Vector Database FAISS/ChromaDB/PineCone?

-  Step 1: Load sec1 and sec2 PDFs
-  Step 2: Split into Chunks + Tag with Metadata ( Page Number + sec 2/sec1 label)
-  Step 3: Combine into VectorDB

Each Query Should Return:
- Page Number + Sec 2/Sec1 source
- UI should be able to filter between sec 1 and sec 2 content.

In [24]:

import os
from dotenv import load_dotenv

# Load environment variables from .env file
load_dotenv()

# Check if a specific variable is loaded
#print(os.getenv("OPENAI_API_KEY"))


True

In [9]:
OPENAI_API_KEY = ""
#set manually cos i cant load it properly somehow

In [10]:
from langchain.document_loaders import PyPDFLoader
from langchain.text_splitter import RecursiveCharacterTextSplitter
from langchain.embeddings import OpenAIEmbeddings
from langchain.vectorstores import FAISS
from langchain.prompts import PromptTemplate
from langchain.schema.runnable import RunnableLambda
from langchain.chat_models import ChatOpenAI
#from langchain.output_parsers import StrOutputParser
import os

# Load PDFs
pdf_paths = {"Sec1": "sec1.pdf", "Sec2": "sec2.pdf"}
documents = []

for label, path in pdf_paths.items():
    loader = PyPDFLoader(path)
    pages = loader.load()
    for page in pages:
        documents.append({
            "text": page.page_content,
            "metadata": {"page": page.metadata["page"], "source": label}
        })

# Chunk the documents
text_splitter = RecursiveCharacterTextSplitter(
    chunk_size=500, chunk_overlap=50
)
chunks = []

for doc in documents:
    splits = text_splitter.split_text(doc["text"])
    for split in splits:
        chunks.append({
            "text": split,
            "metadata": doc["metadata"]
        })

# Generate Embeddings
embeddings = OpenAIEmbeddings(model="text-embedding-3-small",openai_api_key=OPENAI_API_KEY)

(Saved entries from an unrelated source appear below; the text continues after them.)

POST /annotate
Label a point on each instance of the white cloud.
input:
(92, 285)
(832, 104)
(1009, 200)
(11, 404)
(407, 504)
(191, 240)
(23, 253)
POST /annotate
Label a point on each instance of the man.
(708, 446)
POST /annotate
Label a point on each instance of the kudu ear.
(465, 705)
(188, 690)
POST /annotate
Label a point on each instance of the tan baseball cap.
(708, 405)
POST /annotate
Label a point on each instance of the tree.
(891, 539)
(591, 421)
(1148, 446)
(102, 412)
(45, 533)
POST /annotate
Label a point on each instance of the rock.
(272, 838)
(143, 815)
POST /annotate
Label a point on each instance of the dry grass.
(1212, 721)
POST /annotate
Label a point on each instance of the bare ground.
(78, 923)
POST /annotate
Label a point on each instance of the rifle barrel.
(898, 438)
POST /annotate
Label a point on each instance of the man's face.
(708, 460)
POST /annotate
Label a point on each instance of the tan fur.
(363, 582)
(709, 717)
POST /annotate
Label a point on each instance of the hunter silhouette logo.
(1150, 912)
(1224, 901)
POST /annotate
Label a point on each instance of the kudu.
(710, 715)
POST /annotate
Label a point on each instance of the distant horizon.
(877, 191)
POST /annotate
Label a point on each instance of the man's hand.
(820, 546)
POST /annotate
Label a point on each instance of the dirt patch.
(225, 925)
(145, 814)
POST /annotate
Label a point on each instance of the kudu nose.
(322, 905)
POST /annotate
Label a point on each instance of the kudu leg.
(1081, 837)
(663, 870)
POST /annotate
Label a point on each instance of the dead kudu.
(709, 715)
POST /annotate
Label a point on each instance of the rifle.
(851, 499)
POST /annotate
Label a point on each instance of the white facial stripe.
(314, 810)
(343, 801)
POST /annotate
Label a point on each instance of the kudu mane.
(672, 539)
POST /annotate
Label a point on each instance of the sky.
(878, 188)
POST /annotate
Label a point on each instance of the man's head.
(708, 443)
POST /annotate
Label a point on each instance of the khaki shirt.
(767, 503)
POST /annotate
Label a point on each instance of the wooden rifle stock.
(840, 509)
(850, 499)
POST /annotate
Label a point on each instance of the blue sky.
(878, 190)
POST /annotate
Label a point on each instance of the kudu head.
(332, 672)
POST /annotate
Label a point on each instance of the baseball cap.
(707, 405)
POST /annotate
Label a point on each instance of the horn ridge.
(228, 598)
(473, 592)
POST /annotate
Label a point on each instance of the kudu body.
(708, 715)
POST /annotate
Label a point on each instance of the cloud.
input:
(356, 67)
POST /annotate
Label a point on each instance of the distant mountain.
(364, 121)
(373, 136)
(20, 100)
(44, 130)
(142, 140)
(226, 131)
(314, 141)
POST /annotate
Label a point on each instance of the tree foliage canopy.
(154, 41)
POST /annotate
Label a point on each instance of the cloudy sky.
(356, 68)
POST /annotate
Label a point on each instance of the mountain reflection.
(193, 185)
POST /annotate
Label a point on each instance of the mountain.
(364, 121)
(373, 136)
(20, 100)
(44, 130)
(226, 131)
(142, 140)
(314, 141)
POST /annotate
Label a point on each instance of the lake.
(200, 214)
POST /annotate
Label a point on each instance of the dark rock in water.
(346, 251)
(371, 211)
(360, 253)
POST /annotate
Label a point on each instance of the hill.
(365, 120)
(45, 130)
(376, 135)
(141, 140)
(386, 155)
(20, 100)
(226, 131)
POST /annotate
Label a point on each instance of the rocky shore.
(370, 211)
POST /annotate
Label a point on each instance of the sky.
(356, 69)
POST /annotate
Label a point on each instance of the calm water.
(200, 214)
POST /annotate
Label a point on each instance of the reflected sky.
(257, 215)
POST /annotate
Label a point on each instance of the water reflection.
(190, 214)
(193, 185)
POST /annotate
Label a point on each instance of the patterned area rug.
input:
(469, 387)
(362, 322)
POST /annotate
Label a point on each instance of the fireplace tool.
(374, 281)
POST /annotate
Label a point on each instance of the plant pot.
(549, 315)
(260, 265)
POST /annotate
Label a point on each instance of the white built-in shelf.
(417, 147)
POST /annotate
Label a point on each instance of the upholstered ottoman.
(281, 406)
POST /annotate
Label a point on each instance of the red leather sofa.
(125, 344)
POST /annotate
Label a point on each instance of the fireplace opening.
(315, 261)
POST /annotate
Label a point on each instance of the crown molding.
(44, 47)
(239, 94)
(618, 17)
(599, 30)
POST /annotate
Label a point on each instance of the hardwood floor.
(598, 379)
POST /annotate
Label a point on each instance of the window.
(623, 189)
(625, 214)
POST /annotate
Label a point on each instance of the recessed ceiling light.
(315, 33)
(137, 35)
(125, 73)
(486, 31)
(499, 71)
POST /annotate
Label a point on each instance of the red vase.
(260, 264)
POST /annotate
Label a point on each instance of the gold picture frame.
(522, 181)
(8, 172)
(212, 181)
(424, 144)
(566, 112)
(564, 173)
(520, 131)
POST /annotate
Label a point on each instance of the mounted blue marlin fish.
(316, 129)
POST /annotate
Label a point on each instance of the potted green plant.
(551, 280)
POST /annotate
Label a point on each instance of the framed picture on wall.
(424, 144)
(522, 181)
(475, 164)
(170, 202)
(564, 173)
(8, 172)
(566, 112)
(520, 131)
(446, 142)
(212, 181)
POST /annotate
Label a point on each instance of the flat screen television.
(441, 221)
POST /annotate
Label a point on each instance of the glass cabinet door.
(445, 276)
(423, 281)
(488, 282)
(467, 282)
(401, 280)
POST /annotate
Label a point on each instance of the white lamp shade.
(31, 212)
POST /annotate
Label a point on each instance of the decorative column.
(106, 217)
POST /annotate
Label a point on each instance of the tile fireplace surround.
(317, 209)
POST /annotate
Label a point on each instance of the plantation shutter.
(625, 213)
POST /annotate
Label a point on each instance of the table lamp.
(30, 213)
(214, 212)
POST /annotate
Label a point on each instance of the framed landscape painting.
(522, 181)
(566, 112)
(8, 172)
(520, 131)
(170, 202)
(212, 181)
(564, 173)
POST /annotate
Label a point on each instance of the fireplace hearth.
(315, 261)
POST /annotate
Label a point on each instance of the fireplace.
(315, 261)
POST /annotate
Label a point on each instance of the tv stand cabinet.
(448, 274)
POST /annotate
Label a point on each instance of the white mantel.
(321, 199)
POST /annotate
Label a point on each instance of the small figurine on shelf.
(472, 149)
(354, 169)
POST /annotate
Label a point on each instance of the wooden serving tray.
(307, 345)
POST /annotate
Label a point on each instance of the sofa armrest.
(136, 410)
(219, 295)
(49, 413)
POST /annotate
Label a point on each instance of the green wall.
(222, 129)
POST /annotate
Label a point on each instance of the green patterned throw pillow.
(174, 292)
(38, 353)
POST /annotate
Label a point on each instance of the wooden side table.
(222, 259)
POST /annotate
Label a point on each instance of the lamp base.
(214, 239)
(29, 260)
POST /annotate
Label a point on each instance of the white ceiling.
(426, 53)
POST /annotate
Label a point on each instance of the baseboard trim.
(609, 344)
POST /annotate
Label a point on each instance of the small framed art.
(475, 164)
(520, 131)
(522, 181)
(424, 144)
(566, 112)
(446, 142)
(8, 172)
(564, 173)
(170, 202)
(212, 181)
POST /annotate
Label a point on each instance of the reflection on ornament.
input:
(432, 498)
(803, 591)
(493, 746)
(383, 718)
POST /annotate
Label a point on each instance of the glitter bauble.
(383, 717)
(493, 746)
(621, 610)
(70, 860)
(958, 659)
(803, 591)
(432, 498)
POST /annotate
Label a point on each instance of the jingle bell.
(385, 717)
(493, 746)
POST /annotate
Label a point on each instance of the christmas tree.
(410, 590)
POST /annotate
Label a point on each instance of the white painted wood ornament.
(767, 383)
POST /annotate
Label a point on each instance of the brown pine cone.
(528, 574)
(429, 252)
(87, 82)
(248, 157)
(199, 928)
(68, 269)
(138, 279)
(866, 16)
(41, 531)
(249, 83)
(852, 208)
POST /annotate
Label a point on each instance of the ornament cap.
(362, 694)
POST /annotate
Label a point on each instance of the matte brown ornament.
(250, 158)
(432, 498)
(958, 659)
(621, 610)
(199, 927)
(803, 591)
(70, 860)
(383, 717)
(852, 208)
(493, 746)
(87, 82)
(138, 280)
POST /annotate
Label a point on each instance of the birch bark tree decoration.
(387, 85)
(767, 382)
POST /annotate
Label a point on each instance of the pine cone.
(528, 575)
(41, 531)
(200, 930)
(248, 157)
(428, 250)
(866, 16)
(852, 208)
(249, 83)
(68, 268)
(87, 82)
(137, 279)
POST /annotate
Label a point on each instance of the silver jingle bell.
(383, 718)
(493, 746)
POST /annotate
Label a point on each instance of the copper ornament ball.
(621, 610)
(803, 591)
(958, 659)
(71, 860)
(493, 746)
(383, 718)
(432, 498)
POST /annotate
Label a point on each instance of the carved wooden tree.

faiss_index = FAISS.from_texts(
    [chunk["text"] for chunk in chunks], 
    embeddings, 
    metadatas=[chunk["metadata"] for chunk in chunks]
)

# Save VectorDB
faiss_index.save_local("faiss_index")

print("Vector database created successfully!")

Vector database created successfully!


In [21]:
def answer_question_from_vector_store(vector_store, input_question):
    prompt = PromptTemplate.from_template(
        template="""
You are the Heritage Education Research Assistant, an AI-powered tool designed to help educators in Singapore create comprehensive and balanced lesson plans about Singapore's history and culture. Your task is to provide multiple perspectives on historical questions, with a focus on validated sources from the National Heritage Board (NHB) and other reputable institutions.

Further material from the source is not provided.